Wednesday, October 10, 2007

THE GUYS' RULES

My friend emailed this to me and I had to put it on here (it's pretty funny . . . and true)

AT LAST A GUY HAS TAKEN THE TIME TO WRITE THIS ALL
DOWN FINALLY , THE GUYS' SIDE OF THE STORY.
WE ALWAYS HEAR "THE RULES " FROM THE FEMALE SIDE.
NOW HERE ARE THE RULES FROM THE MALE SIDE. THESE ARE OUR RULES!
PLEASE NOTE.. THESE ARE ALL NUMBERED "1" ON PURPOSE!

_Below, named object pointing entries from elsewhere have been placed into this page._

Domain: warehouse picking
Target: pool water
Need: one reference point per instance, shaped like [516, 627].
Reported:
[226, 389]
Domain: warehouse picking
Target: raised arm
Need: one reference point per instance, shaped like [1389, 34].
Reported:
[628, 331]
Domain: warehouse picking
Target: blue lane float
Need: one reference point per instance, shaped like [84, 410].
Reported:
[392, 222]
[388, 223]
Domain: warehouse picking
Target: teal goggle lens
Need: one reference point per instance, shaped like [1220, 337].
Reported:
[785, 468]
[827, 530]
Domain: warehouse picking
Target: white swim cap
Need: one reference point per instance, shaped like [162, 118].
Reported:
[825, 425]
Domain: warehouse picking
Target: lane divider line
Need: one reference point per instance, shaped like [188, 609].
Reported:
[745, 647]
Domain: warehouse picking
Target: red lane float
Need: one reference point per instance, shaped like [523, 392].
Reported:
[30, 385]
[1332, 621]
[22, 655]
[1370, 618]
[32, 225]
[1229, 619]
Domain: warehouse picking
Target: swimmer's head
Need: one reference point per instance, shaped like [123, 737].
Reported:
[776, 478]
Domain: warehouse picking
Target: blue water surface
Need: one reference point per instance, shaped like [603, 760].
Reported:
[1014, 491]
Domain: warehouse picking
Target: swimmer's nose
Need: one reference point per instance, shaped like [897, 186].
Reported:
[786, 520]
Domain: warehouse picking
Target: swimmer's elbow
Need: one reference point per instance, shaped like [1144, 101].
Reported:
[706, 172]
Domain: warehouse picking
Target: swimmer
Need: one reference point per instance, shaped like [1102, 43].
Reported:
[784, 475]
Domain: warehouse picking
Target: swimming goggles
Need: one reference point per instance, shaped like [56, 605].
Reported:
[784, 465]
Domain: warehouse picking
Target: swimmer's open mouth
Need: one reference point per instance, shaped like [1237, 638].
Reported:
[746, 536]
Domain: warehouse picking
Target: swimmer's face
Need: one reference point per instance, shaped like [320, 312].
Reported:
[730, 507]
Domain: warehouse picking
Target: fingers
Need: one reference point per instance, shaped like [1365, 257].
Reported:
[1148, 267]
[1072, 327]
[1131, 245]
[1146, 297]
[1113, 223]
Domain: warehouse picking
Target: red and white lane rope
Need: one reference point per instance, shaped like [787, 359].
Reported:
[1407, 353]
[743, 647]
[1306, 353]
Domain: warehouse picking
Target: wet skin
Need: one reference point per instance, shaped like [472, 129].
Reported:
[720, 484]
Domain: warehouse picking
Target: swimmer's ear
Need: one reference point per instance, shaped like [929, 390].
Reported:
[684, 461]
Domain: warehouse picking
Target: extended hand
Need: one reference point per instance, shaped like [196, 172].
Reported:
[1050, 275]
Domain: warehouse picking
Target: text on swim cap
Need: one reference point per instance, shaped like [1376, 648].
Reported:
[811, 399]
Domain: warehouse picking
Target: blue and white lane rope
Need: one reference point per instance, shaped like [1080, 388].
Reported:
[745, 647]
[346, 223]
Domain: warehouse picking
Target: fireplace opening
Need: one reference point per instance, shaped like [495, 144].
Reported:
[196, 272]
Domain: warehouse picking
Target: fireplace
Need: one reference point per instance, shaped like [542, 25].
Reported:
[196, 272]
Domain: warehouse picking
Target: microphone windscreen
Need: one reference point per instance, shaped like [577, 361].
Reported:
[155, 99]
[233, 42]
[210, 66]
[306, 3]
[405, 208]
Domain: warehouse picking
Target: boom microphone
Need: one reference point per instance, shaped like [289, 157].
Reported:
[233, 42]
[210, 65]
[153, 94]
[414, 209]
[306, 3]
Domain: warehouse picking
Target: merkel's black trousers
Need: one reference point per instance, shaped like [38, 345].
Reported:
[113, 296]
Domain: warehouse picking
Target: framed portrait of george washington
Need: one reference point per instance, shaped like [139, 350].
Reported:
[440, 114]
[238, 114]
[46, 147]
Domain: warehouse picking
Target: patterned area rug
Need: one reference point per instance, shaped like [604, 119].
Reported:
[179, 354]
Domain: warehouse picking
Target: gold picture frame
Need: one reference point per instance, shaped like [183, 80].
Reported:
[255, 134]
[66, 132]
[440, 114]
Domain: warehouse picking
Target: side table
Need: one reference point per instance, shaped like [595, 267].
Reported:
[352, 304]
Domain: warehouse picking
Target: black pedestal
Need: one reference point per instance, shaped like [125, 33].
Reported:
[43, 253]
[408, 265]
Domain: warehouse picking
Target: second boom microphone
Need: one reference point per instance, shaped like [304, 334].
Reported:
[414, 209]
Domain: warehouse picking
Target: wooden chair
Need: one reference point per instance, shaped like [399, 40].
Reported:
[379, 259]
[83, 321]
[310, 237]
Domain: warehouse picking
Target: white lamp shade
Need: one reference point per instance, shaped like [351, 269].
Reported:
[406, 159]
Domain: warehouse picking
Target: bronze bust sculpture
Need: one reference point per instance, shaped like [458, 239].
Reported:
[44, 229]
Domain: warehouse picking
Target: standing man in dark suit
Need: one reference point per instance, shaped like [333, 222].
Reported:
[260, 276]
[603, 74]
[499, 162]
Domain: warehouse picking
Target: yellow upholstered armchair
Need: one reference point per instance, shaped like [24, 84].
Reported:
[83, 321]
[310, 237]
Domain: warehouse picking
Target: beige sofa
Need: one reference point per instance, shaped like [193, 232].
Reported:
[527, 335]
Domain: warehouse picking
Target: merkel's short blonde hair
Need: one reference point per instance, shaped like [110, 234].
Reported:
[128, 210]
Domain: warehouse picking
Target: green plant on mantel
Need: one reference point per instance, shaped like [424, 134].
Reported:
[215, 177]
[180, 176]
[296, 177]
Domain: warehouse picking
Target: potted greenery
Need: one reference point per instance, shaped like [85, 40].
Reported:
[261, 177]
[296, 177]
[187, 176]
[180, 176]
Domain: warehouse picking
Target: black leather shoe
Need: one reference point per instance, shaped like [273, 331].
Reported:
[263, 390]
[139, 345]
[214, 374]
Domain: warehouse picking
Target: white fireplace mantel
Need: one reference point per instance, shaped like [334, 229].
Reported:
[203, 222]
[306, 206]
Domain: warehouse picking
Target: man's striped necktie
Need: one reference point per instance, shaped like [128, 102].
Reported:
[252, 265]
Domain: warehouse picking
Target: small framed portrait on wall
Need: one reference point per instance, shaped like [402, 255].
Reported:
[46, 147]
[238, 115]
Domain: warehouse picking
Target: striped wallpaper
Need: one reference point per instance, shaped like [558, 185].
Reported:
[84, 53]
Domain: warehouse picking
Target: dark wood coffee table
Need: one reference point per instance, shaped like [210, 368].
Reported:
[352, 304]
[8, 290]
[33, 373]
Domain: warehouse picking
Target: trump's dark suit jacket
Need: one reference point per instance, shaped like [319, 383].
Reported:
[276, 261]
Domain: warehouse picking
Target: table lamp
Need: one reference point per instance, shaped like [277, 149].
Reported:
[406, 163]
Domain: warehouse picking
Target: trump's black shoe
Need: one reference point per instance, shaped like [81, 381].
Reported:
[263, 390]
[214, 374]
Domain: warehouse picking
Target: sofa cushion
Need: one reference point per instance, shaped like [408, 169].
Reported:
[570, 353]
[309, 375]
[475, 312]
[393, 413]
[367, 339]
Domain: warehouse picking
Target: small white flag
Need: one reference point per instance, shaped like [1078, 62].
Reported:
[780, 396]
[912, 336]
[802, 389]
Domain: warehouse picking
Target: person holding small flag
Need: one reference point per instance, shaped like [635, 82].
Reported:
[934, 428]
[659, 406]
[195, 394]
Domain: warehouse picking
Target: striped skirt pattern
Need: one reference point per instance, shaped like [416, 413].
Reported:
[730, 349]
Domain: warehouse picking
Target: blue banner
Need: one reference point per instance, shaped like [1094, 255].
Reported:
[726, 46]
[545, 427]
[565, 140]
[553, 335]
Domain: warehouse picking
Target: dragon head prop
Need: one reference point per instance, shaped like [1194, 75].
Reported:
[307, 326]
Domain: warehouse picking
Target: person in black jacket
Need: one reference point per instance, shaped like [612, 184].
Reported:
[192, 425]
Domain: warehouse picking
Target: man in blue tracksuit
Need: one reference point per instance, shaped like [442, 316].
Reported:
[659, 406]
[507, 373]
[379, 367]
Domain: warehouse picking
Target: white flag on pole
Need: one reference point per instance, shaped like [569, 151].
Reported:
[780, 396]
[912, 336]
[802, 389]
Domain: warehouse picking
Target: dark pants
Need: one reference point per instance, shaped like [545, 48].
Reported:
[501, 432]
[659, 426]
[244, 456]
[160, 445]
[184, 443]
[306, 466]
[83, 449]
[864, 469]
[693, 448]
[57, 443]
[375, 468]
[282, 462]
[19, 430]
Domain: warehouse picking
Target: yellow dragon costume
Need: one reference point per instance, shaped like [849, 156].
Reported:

1. MEN ARE NOT MIND READERS.
1. LEARN TO WORK THE TOILET SEAT. YOU'RE A BIG GIRL. IF IT'S UP, PUT IT DOWN. WE NEED IT UP, YOU NEED IT DOWN.
YOU DON'T HEAR US COMPLAINING ABOUT YOU LEAVING IT DOWN.
1. SUNDAY SPORTS. IT'S LIKE THE FULL MOON OR THE CHANGING OF THE TIDES. LET IT BE.
1. SHOPPING IS NOT A SPORT. AND NO, WE ARE NEVER GOING TO THINK OF IT THAT WAY.
1. CRYING IS BLACKMAIL.
1. ASK FOR WHAT YOU WANT. LET US BE CLEAR ON THIS ONE:
SUBTLE HINTS DO NOT WORK!
STRONG HINTS DO NOT WORK!
OBVIOUS HINTS DO NOT WORK!
JUST SAY IT!
1. YES AND NO ARE perfectly ACCEPTABLE ANSWERS TO ALMOST EVERY QUESTION.
1. COME TO US WITH A PROBLEM ONLY IF YOU WANT HELP SOLVING IT. THAT'S WHAT WE DO. SYMPATHY IS WHAT YOUR
GIRLFRIENDS ARE FOR.
1. A HEADACHE THAT LASTS FOR 17 MONTHS IS A problem. See a doctor.
1. Anything we said 6 months ago is inadmissible in an argument. In fact, all comments become null and void after 7 days.
1. If you won't dress like the Victoria's Secret girls, DON'T EXPECT US TO ACT LIKE SOAP OPERA GUYS.
1. IF YOU THINK YOU'RE FAT, YOU PROBABLY ARE. DON'T ASK US.
1. IF SOMETHING WE SAID CAN BE INTERPRETED TWO WAYS AND ONE OF THE WAYS MAKES YOU SAD OR ANGRY, WE MEANT THE OTHER ONE .
1. YOU CAN EITHER ASK US TO DO SOMETHING OR TELL US HOW YOU WANT IT DONE. NOT BOTH. IF YOU ALREADY KNOW BEST HOW TO DO IT, JUST DO IT YOURSELF.
1. WHENEVER POSSIBLE , PLEASE SAY WHATEVER YOU HAVE TO SAY DURING COMMERCIALS.
1. CHRISTOPHER COLUMBUS DID NOT NEED DIRECTIONS AND NEITHER DO WE.
1. ALL MEN SEE IN ONLY 16 COLORS, LIKE WINDOWS DEFAULT SETTINGS. PEACH, FOR EXAMPLE, IS A FRUIT, NOT! A COLOR. PUMPKIN IS ALSO A FRUIT. WE HAVE no IDEA WHAT MAUVE IS.
1. IF IT ITCHES, IT WILL BE SCRATCHED. WE DO THAT.
1. IF WE ASK WHAT IS WRONG AND YOU SAY "NOTHING," WE WILL ACT LIKE NOTHING'S WRONG.

5 comments:

Stoddard Studios said...

I got this e-mail too. It was pretty funny. Pete and I got a good laugh. To answer your questions:

Yes, I had Bryson vaginally. It wasn't fun. It took 3 hours to push him out, and then I ripped all the way down. Crazy!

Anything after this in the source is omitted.